Immaginiamo di avere 800 sessioni su una landing page e 65 conversioni. Il tasso grezzo è 65/800 ≈ 8,1%. Sembra un numero preciso, ma lo è davvero? È la vera probabilità di conversione della pagina, o potrebbe essere diversa? E se qualcuno sostenesse che la pagina converte almeno al 10% — i dati lo confermano o lo smentiscono?
Domande come questa sono all’ordine del giorno per chi lavora con dati di traffico e conversioni. La statistica bayesiana ci offre uno strumento elegante e diretto per rispondere: la distribuzione Beta.
La distribuzione Beta è una distribuzione di probabilità continua definita sull’intervallo [0, 1]. Detta così sembra astratta, ma è esattamente ciò di cui abbiamo bisogno ogni volta che vogliamo modellare l’incertezza intorno a una proporzione: un tasso di conversione, un CTR, una percentuale di clic, una probabilità di successo. Intuitivamente, Beta è una distribuzione sulle possibili probabilità dell’evento, e questo la rende unica.
Di cosa parleremo:
- Che cos’è una distribuzione sulle probabilità
- I parametri α e β: la flessibilità della Beta
- La forma racconta
- Un esempio: il gioco online
- Un esempio SEO: stima di un tasso di conversione
- La Beta come aggiornamento sequenziale
- Prova tu
- Per approfondire
Che cos’è una distribuzione sulle probabilità
Nella vita reale, a differenza dei problemi teorici di calcolo delle probabilità, non abbiamo quasi mai il valore esatto di una probabilità: abbiamo dati.

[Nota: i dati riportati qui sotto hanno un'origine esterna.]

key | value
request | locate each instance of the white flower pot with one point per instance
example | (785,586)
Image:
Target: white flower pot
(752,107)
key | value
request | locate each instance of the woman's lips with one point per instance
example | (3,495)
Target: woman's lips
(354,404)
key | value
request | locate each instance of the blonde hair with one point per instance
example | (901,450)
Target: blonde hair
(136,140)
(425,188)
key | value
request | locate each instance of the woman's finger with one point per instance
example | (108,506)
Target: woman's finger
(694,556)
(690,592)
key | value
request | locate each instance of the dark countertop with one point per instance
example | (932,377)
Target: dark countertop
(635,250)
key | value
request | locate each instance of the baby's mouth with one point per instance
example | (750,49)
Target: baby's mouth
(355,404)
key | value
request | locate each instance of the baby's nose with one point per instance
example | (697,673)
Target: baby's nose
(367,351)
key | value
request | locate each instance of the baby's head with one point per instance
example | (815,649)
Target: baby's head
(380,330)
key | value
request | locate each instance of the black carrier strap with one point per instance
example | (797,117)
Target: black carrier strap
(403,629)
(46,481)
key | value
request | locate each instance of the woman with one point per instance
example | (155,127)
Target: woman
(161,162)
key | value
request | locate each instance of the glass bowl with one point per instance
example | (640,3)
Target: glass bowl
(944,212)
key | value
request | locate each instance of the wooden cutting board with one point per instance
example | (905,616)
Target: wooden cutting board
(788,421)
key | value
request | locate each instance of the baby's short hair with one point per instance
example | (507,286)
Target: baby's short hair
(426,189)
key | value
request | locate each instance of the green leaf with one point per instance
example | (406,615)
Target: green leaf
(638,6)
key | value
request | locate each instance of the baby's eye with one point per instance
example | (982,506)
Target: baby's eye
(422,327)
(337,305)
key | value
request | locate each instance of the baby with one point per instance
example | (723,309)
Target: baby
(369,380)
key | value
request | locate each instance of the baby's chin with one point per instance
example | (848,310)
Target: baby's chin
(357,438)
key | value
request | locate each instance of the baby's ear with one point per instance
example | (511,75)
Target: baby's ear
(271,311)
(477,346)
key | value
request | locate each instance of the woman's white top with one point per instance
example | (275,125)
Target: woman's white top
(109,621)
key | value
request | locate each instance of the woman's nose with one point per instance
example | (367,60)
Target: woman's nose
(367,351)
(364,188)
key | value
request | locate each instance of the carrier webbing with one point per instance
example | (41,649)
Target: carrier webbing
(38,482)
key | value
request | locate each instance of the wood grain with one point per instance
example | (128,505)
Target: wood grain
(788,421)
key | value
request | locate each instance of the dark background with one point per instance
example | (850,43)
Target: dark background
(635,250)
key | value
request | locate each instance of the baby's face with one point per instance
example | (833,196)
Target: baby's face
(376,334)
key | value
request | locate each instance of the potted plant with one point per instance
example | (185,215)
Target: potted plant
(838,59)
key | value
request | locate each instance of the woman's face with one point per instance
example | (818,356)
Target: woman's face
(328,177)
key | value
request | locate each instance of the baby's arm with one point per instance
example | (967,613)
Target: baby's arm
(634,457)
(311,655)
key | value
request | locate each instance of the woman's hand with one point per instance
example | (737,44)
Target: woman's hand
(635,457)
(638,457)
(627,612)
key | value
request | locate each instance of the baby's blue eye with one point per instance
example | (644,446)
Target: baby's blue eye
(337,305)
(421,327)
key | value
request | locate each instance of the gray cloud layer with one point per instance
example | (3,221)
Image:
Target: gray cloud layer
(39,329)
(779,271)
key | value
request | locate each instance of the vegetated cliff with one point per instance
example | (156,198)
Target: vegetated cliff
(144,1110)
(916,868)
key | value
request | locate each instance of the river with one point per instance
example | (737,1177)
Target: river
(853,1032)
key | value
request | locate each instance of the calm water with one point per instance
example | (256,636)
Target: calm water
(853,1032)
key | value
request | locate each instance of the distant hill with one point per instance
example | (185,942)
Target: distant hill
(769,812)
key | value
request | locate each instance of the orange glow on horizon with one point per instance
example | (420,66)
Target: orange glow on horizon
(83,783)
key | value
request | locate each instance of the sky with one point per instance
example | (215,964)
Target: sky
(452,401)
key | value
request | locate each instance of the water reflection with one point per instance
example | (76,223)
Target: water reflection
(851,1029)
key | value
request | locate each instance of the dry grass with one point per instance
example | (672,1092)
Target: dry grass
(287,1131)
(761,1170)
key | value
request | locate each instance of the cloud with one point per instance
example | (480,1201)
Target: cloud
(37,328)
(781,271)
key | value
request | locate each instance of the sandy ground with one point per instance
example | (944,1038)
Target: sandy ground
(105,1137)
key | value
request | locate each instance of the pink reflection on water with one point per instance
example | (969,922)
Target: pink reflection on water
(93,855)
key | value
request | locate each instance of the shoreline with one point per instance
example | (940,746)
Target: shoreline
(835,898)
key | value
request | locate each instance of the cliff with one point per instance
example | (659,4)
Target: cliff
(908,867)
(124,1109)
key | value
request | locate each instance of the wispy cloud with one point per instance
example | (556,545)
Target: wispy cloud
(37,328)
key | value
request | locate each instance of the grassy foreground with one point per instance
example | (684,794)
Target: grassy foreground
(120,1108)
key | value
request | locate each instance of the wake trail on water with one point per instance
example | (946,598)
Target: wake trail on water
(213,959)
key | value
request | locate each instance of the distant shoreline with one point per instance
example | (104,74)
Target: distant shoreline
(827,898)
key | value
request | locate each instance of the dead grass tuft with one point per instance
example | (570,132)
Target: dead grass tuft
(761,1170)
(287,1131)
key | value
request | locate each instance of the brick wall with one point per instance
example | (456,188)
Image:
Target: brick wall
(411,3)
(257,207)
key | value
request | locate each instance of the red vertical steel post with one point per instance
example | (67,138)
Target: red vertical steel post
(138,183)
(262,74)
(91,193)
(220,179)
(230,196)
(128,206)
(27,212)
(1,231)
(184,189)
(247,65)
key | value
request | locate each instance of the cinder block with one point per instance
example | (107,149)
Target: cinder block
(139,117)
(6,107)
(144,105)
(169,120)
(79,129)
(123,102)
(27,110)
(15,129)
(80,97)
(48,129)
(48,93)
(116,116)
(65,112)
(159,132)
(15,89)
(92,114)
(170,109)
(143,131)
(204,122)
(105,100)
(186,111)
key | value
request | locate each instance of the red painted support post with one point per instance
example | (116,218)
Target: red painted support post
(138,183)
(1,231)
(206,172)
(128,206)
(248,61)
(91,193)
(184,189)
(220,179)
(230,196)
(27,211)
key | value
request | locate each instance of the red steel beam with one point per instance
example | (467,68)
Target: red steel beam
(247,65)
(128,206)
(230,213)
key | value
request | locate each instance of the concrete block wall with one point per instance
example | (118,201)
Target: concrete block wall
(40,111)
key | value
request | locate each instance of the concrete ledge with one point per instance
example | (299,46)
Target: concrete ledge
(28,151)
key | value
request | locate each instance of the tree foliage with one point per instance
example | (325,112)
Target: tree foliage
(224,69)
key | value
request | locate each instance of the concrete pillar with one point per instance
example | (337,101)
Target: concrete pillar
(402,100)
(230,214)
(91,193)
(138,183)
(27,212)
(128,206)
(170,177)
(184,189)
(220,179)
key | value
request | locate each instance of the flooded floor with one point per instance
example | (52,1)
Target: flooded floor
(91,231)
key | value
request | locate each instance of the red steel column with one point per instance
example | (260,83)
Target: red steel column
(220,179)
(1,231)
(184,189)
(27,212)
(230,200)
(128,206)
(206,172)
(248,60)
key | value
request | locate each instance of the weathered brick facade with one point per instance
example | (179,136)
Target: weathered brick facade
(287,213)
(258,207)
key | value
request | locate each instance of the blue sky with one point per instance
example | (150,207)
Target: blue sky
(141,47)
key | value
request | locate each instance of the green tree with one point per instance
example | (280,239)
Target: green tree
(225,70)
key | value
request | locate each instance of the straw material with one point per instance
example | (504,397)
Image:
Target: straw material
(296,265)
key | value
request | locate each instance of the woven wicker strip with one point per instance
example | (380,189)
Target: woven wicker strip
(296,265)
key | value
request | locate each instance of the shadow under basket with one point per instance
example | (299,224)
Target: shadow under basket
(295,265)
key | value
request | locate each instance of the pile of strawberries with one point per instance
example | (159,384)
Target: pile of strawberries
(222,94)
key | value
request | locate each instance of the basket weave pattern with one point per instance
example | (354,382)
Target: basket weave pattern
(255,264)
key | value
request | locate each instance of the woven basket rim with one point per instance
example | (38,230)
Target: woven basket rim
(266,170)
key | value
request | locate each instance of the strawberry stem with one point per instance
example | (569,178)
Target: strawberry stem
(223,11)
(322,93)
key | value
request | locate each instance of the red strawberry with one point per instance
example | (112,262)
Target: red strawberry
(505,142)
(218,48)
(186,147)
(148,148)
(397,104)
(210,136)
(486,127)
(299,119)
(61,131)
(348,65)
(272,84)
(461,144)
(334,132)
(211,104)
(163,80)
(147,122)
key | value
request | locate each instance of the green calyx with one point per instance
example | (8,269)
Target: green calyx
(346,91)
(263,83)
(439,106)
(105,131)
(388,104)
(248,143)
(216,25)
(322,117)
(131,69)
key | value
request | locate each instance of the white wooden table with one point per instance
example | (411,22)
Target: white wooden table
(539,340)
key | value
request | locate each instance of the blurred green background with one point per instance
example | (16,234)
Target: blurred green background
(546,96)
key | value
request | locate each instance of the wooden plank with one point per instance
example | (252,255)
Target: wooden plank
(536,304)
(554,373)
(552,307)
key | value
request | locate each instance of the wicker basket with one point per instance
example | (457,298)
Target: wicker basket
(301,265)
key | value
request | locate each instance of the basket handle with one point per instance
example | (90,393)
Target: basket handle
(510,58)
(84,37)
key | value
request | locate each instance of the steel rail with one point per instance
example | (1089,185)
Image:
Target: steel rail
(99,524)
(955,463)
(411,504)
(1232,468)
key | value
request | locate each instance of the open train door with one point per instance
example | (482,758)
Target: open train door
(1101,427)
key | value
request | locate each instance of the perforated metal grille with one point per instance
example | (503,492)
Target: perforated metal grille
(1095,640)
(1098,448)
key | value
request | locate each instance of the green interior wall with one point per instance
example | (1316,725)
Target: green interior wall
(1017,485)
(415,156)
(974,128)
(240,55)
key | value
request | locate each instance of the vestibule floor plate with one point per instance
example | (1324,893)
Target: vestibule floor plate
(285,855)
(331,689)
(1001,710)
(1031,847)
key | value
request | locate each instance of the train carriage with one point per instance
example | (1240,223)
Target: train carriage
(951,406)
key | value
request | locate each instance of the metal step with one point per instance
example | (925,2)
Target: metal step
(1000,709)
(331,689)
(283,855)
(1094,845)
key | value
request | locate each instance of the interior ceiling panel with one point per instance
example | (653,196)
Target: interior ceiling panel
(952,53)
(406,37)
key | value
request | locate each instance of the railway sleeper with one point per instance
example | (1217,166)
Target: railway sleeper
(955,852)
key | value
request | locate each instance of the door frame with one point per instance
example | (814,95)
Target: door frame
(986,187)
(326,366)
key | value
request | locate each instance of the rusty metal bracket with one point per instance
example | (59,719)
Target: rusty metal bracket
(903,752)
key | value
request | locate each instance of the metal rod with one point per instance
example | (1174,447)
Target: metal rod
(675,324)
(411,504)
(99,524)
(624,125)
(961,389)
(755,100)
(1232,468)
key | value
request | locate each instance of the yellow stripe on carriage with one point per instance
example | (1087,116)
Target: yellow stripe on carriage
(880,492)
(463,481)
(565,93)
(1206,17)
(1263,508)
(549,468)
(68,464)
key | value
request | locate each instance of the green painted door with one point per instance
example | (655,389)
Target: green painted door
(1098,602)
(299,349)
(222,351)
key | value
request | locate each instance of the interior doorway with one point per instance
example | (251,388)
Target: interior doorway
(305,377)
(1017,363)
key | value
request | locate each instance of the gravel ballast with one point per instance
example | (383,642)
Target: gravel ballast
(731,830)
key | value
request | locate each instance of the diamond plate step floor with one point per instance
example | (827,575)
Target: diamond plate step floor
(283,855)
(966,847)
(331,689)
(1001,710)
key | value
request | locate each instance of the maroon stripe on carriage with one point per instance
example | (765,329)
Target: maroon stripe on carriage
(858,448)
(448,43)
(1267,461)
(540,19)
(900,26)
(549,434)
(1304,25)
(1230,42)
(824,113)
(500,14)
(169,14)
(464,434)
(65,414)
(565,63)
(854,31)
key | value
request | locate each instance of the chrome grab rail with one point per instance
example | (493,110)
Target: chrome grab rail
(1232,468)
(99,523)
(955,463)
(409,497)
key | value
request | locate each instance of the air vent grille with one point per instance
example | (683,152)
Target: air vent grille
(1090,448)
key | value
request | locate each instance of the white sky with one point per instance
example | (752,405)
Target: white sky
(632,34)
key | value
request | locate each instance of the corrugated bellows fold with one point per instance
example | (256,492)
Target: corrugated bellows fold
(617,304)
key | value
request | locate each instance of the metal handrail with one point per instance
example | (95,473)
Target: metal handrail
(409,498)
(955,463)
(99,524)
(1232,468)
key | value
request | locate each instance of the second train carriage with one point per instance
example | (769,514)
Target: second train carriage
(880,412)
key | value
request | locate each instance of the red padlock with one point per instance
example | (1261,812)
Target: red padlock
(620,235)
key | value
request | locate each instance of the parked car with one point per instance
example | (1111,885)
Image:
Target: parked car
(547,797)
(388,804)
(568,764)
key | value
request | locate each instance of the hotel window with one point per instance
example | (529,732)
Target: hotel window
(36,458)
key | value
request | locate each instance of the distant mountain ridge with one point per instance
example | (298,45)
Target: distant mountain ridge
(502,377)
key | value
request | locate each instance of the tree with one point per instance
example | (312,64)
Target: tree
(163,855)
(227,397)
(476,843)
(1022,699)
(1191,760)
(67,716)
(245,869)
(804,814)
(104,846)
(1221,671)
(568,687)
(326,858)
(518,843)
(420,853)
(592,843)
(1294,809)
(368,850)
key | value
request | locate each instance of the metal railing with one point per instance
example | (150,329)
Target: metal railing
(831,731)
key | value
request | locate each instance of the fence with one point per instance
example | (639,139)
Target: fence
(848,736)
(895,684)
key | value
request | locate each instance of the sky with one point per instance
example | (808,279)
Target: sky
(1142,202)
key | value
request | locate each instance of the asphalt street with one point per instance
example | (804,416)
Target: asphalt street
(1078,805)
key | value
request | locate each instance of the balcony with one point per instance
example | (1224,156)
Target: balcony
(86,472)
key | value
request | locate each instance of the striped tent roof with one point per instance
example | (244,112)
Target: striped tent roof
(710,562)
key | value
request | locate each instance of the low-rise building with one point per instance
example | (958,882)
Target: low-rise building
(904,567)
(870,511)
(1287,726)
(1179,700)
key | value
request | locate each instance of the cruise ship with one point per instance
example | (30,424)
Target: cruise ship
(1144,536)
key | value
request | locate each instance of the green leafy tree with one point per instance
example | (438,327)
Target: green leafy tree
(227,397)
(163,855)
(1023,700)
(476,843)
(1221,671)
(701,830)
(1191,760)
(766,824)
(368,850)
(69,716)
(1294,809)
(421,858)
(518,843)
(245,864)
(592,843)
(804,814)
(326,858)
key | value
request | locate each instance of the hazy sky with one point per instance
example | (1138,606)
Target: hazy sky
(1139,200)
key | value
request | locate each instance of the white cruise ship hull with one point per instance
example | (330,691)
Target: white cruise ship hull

Abbiamo 65 conversioni su 800 visite, non il “vero” tasso di conversione della pagina. Il nostro lavoro è risalire da quei dati a una stima del valore nascosto — e, soprattutto, a un’idea di quanto sia incerta quella stima.
Una distribuzione di probabilità come la Beta risolve proprio questo problema: invece di un singolo numero (l’8,1% grezzo), otteniamo una curva che assegna un grado di plausibilità a ogni possibile valore della proporzione. Punti della curva più alti corrispondono a valori più probabili; punti più bassi a valori meno probabili. L’incertezza non è un difetto della stima, ma parte del risultato.
In termini tecnici, la Beta è definita dalla sua funzione di densità di probabilità (PDF):
\( Beta(p; \alpha, \beta) = \frac{p^{\alpha-1} \times (1-p)^{\beta-1}}{B(\alpha, \beta)} \\ \)Dove:
- \(p\) — la proporzione che stiamo stimando (un valore tra 0 e 1)
- \(\alpha\) e \(\beta\) — i parametri di forma, che determinano l’aspetto della distribuzione
Più avanti vedremo che α e β possono essere interpretati come i conteggi di successi e fallimenti osservati, a partire da un valore iniziale scelto come prior. Per ora concentriamoci sulla loro influenza sulla forma.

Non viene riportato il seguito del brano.